On the 1st of January 2020 the International Maritime Organization (IMO) will implement its latest regulation known as IMO 2020. The IMO is a United Nations agency responsible for policing the world of shipping. This regulation is in the name of environmental concern as it will reduce the sulphur content in ship fuel.
The current percentage of sulphur contained in ship fuel is 3.5% and the new law will see that figure cut to 0.5%. Ships will have to turn from their HSFO (high sulphur fuel oil) and make use of distillates and blends. HSFO is residual oil, meaning that it is essentially the waste product of refineries whose focus is on cleaner fuels such as diesel, petroleum and jet fuels.

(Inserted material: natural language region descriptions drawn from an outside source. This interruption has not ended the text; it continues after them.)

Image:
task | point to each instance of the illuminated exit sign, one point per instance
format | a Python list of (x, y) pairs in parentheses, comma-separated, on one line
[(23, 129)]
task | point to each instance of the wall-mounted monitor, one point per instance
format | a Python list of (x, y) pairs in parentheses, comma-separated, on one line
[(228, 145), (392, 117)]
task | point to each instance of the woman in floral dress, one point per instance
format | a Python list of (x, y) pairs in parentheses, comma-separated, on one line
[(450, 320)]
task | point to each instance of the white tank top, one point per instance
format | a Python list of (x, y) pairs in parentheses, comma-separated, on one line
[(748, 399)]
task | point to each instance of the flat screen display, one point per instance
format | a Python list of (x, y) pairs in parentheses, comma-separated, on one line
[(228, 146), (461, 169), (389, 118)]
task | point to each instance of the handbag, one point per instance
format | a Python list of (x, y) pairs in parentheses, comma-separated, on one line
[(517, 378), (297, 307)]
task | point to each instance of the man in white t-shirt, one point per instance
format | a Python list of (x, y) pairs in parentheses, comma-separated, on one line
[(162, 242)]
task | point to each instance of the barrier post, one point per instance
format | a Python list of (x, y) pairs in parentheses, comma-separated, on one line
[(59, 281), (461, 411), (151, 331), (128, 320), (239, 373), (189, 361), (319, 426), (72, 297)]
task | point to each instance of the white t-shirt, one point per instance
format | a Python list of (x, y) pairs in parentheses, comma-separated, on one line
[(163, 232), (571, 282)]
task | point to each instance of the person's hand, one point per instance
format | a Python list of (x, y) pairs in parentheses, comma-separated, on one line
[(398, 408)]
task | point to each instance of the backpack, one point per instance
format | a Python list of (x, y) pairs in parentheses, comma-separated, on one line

In the past upgrading to the expensive process of hydrotreating was not worth it nor was it necessary for refineries. But IMO 2020 changes that. A number of refineries are advanced enough to upgrade and equip themselves to produce distillate or are at least on track to do so by 2020. The simpler refinery’s, however, will face a challenging future should they not be able to adapt.
Shipping companies on the other hand have a few options to choose from in order to comply with IMO 2020. Marine Gas Oil (MGO) is one of the most likely options. This fuel oil is a distillate with a sulphur content below that of 0.5%. MGO is however significantly more expensive than HSFO making it much more costly to shipping companies. Ultra low sulphur fuel oil (ULSFO) is also a plausible alternative to for ships. However, ULSFO is a blend. This means that ships will have to address the matter of fuel oil consistency. The challenge regarding fuel oil consistency is that different suppliers may have different grades of the same blend making it tricky when it comes to refuelling at the different ports. Lastly ships can opt for the fitting of scrubbers. These are devices installed on a ship that purify emissions. This would mean ships with scrubbers would be able to burn the traditional HSFO. A benefit of this would be the anticipated decrease in price for the fuel as demand increases for MGO and ULSFO. However, a large downside for shipping companies would be the cost involved in getting scrubbers. The financial burden of installation and maintenance are heavy. There is also a significant period that a ship must spend out of the water in a dry dock in order to be fitted with a scrubber.
With less than 9 months remaining many questions will need to be answered by refineries, bunker traders and shipping companies alike. However, as much as there are challenges ahead for the industry there are opportunities too.